[Gluster-users] [Gluster-devel] Query on healing process
Ravishankar N
ravishankar at redhat.com
Thu Mar 3 10:40:21 UTC 2016
Hi,
On 03/03/2016 11:14 AM, ABHISHEK PALIWAL wrote:
> Hi Ravi,
>
> As I discussed earlier this issue, I investigated this issue and find
> that healing is not triggered because the "gluster volume heal
> c_glusterfs info split-brain" command not showing any entries as a
> outcome of this command even though the file in split brain case.

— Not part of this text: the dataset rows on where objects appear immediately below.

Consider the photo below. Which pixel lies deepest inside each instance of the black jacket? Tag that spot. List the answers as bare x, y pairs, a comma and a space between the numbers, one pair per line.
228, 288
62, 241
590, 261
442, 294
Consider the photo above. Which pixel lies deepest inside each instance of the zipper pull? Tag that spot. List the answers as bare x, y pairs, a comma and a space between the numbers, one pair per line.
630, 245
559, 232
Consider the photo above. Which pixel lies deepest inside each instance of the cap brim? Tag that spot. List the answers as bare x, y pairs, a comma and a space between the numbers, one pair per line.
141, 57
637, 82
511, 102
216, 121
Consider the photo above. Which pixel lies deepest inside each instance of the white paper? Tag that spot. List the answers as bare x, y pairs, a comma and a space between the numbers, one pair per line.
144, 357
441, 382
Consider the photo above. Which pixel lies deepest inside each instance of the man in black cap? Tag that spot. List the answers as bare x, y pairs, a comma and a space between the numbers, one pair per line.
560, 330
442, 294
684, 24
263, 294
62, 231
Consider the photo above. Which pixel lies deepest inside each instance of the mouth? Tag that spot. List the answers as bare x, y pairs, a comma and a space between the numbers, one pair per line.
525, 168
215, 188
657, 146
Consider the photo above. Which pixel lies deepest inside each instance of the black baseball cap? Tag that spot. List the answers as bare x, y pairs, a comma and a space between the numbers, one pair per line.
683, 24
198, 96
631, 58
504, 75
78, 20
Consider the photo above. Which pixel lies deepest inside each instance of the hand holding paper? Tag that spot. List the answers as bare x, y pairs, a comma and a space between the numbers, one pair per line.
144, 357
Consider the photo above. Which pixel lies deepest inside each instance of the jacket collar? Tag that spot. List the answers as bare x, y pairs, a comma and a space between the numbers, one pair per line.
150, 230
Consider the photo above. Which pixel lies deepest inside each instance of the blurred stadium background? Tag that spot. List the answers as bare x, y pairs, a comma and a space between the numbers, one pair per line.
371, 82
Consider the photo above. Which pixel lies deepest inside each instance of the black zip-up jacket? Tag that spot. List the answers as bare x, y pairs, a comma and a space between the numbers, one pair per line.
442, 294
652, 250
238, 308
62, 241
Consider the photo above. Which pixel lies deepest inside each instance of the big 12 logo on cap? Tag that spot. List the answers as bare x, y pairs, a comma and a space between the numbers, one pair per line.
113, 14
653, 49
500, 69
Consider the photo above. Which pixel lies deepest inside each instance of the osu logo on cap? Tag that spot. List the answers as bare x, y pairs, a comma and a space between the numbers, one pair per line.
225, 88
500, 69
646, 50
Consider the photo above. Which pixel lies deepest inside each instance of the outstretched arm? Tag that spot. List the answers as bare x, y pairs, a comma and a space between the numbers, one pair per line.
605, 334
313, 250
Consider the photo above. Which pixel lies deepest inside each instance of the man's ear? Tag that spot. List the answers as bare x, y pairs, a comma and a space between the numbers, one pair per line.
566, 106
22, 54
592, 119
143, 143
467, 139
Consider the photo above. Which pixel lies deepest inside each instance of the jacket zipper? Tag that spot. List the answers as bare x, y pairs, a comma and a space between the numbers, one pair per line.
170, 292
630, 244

Couple of observations from the 'commands_output' file.
getfattr -d -m . -e hex
opt/lvmdir/c2/brick/logfiles/availability/CELLO_AVAILABILITY2_LOG.xml
The afr xattrs do not indicate that the file is in split brain:
# file:
opt/lvmdir/c2/brick/logfiles/availability/CELLO_AVAILABILITY2_LOG.xml
trusted.afr.c_glusterfs-client-1=0x000000000000000000000000
trusted.afr.dirty=0x000000000000000000000000
trusted.bit-rot.version=0x000000000000000b56d6dd1d000ec7a9
trusted.gfid=0x9f5e354ecfda40149ddce7d5ffe760ae
getfattr -d -m . -e hex
opt/lvmdir/c2/brick/logfiles/availability/CELLO_AVAILABILITY2_LOG.xml
trusted.afr.c_glusterfs-client-0=0x000000080000000000000000
trusted.afr.c_glusterfs-client-2=0x000000020000000000000000
trusted.afr.c_glusterfs-client-4=0x000000020000000000000000
trusted.afr.c_glusterfs-client-6=0x000000020000000000000000
trusted.afr.dirty=0x000000000000000000000000
trusted.bit-rot.version=0x000000000000000b56d6dcb7000c87e7
trusted.gfid=0x9f5e354ecfda40149ddce7d5ffe760ae
1. There doesn't seem to be a split-brain going by the trusted.afr* xattrs.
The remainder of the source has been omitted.